Court in the BP p.l.c. Securities Litigation Upholds Opt-Out Procedures But Then Allows Individual Action Plaintiffs to Opt Back Into $175 Million Settlement
On November 4, 2016, Judge Keith Ellison of the United States District Court for the Southern District of Texas granted preliminary approval of a $175 million settlement in the federal securities class action In re: BP p.l.c. Securities Litigation between BP and Lead Plaintiffs for the “post-explosion” class. While the settlement is still subject to final approval, it resolves allegations that BP misrepresented the seriousness of the Deepwater Horizon explosion and its aftermath—covering investors who purchased BP shares between the date of the first alleged misrepresentation about the amount of oil being released as a result of the explosion (April 26, 2010) and the date on which it was revealed that BP initially misrepresented the spill’s severity (May 28, 2010).
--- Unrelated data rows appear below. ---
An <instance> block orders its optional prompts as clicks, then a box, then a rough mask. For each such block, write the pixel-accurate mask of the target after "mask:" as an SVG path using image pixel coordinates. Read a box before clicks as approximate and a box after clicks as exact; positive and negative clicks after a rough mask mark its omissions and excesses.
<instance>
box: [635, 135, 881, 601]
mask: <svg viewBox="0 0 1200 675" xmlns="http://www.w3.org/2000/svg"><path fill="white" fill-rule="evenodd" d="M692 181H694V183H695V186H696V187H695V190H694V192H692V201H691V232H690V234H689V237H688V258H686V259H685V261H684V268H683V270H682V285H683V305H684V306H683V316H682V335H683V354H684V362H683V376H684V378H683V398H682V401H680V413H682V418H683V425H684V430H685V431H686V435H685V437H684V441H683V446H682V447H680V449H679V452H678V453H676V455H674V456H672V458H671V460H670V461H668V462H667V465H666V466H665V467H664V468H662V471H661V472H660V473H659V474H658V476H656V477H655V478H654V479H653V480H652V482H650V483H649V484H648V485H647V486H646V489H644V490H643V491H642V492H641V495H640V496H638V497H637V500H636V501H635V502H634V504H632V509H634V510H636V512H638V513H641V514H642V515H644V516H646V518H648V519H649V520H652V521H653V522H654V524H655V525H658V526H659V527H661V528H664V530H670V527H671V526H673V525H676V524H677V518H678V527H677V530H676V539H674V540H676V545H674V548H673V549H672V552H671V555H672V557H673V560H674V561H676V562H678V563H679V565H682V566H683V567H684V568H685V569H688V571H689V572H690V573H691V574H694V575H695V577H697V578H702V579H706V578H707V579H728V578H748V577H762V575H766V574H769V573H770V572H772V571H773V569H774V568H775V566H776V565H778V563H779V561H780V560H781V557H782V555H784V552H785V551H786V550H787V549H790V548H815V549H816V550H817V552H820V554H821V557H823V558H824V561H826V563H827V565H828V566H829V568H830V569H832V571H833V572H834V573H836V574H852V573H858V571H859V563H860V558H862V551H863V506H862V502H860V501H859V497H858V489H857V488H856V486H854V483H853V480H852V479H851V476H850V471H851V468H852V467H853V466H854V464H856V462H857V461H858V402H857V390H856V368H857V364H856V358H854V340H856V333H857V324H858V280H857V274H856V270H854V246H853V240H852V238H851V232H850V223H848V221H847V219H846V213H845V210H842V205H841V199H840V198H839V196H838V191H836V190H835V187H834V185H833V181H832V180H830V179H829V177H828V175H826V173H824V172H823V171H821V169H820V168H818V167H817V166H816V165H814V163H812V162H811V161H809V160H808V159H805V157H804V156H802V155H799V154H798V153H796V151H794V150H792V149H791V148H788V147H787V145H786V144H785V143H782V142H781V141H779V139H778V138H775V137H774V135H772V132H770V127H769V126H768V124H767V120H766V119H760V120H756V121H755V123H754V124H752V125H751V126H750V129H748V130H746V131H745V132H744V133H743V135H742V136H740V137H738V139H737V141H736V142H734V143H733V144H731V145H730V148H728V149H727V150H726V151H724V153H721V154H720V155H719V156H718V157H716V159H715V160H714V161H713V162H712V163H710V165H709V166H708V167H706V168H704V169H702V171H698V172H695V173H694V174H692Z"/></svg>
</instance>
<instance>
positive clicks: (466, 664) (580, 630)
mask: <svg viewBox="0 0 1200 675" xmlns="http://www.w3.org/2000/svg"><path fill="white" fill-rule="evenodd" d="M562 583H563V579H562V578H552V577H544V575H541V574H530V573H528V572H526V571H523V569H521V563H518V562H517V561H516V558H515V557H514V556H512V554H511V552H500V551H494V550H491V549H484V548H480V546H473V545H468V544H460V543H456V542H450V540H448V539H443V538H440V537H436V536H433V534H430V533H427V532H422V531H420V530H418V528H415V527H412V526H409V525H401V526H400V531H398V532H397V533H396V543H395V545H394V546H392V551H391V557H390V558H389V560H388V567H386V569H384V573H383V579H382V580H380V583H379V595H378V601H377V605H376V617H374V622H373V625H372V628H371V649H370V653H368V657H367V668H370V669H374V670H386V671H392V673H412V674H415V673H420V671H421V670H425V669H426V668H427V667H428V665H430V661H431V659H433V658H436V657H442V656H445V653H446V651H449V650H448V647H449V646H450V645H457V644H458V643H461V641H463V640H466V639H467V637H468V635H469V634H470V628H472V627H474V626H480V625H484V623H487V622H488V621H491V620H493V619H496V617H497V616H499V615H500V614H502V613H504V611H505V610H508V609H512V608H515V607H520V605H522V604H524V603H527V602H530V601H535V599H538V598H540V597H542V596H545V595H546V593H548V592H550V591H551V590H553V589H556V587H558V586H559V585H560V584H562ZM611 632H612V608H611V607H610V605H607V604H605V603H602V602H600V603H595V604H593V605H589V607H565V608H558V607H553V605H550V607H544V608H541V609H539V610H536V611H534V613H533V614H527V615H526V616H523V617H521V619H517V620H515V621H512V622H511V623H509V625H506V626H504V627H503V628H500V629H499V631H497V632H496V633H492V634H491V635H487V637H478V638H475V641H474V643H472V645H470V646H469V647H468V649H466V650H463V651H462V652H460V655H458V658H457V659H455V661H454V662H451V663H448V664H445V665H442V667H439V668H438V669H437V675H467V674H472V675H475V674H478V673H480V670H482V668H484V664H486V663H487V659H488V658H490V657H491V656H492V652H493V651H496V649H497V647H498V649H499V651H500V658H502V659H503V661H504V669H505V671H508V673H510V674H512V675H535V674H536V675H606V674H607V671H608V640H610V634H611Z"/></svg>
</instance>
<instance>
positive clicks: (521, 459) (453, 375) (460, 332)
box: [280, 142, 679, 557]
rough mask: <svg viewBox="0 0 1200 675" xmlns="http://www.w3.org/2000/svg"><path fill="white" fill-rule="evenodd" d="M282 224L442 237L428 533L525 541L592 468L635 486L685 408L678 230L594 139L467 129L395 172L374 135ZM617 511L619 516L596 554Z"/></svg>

In granting preliminary approval of the settlement, Judge Ellison also: (1) rejected 135 institutional investors’ request for exemption from opt-out procedures; and (2) allowed some plaintiffs who timely requested exclusion from the class to withdraw their requests and opt back into the settlement.
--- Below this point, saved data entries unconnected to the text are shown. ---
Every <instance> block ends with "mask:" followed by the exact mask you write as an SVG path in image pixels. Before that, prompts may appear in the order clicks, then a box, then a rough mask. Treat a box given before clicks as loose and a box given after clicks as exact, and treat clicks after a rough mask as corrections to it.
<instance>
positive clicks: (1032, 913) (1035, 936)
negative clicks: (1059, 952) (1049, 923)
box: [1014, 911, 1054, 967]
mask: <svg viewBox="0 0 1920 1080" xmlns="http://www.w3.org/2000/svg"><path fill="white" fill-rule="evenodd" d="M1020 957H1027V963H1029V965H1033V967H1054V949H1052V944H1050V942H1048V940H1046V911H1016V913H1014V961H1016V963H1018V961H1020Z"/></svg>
In September 2016, 135 institutional investors (the "First Investor Group" or "FIG") requested that the Court allow their exclusion from the class solely based on their filing of separate lawsuits against BP—as opposed to following standard opt-out procedures. The opt-out deadline was February 6, 2016. The FIG did not file opt-out requests as required by the settlement notice. The First Investor Group argued that its members may be included in the class—even though they had filed separate actions. They feared they would be subject to the release contained in class settlement and thereby lose the ability to pursue any and all claims against BP, including those claims stemming from alleged misstatements allegedly made outside of the settlement class period. However, in opposing the motion, BP and the class plaintiffs argued that the FIG should not be allowed a late opportunity to opt-out and that the FIG had read the release too broadly. The Court agreed with BP and the class plaintiffs. The Court reasoned that the effect of any member of the FIG being included in the settlement "would be far more limited in nature" because the release of claims in the settlement only covered claims based on misstatements made shortly after the explosion. Thus, members of the FIG remained able to bring claims based on alleged misstatements allegedly made prior to the explosion.
A second investor group (the "SIG") requested that some plaintiffs be allowed back into the class. These plaintiffs had properly filed requests for exclusion prior to February 6, 2016 in accordance with the Notice of Pendency of Class Action, and filed their own individual actions. In their October 3, 2016 letter to the Court, the SIG argued that since the subsequent settlement notice allowed class action plaintiffs who failed to request exclusion by February 6, 2016 another opportunity to opt out, the members of the SIG who timely requested exclusion should be afforded an opportunity to opt back into the class. This approach would allow separate plaintiffs to take a wait-and-see approach and then make their decision based on key developments that occurred since February 6, 2016, such as the Court’s decision regarding cross-motions for summary judgment. After noting that neither BP nor the Lead Plaintiffs opposed the request, and that the addition of the SIG would likely not alter the settlement agreement, Judge Ellison ultimately agreed with the SIG.
This decision is important for institutional investors, class counsel, and defendants settling class actions. For institutional investors, this decision supports the proposition that individual plaintiffs who timely requested exclusion can now file separate actions to preserve their repose rights, and then opt back into any favorable class settlement. It will likely complicate class counsel’s process of issuing its notices of settlement, which typically set forth the amount recovered per share. Without knowing whether individual action plaintiffs ("IAPs") will opt back into a settlement, such numbers will be nearly impossible to calculate. On the other hand, this decision adds an element of unpredictability to negotiations that may benefit settling defendants—class counsel could now agree to a settlement assuming that IAPs are not included, only to have IAPs opt back into the settlement. In the end, a settling defendant may actually resolve more claims than it originally expected while still only paying its agreed upon settlement amount.
Ironically, the IAPs presumably filed separate actions so that they could recover a greater amount than they would have had they remained in the class. However, those that opted back into the class essentially abandoned their arguably strongest claims (those claims based on the post-spill allegations). They chose instead to participate in the class settlement (and perhaps dilute the class recovery of those who did not file individual actions).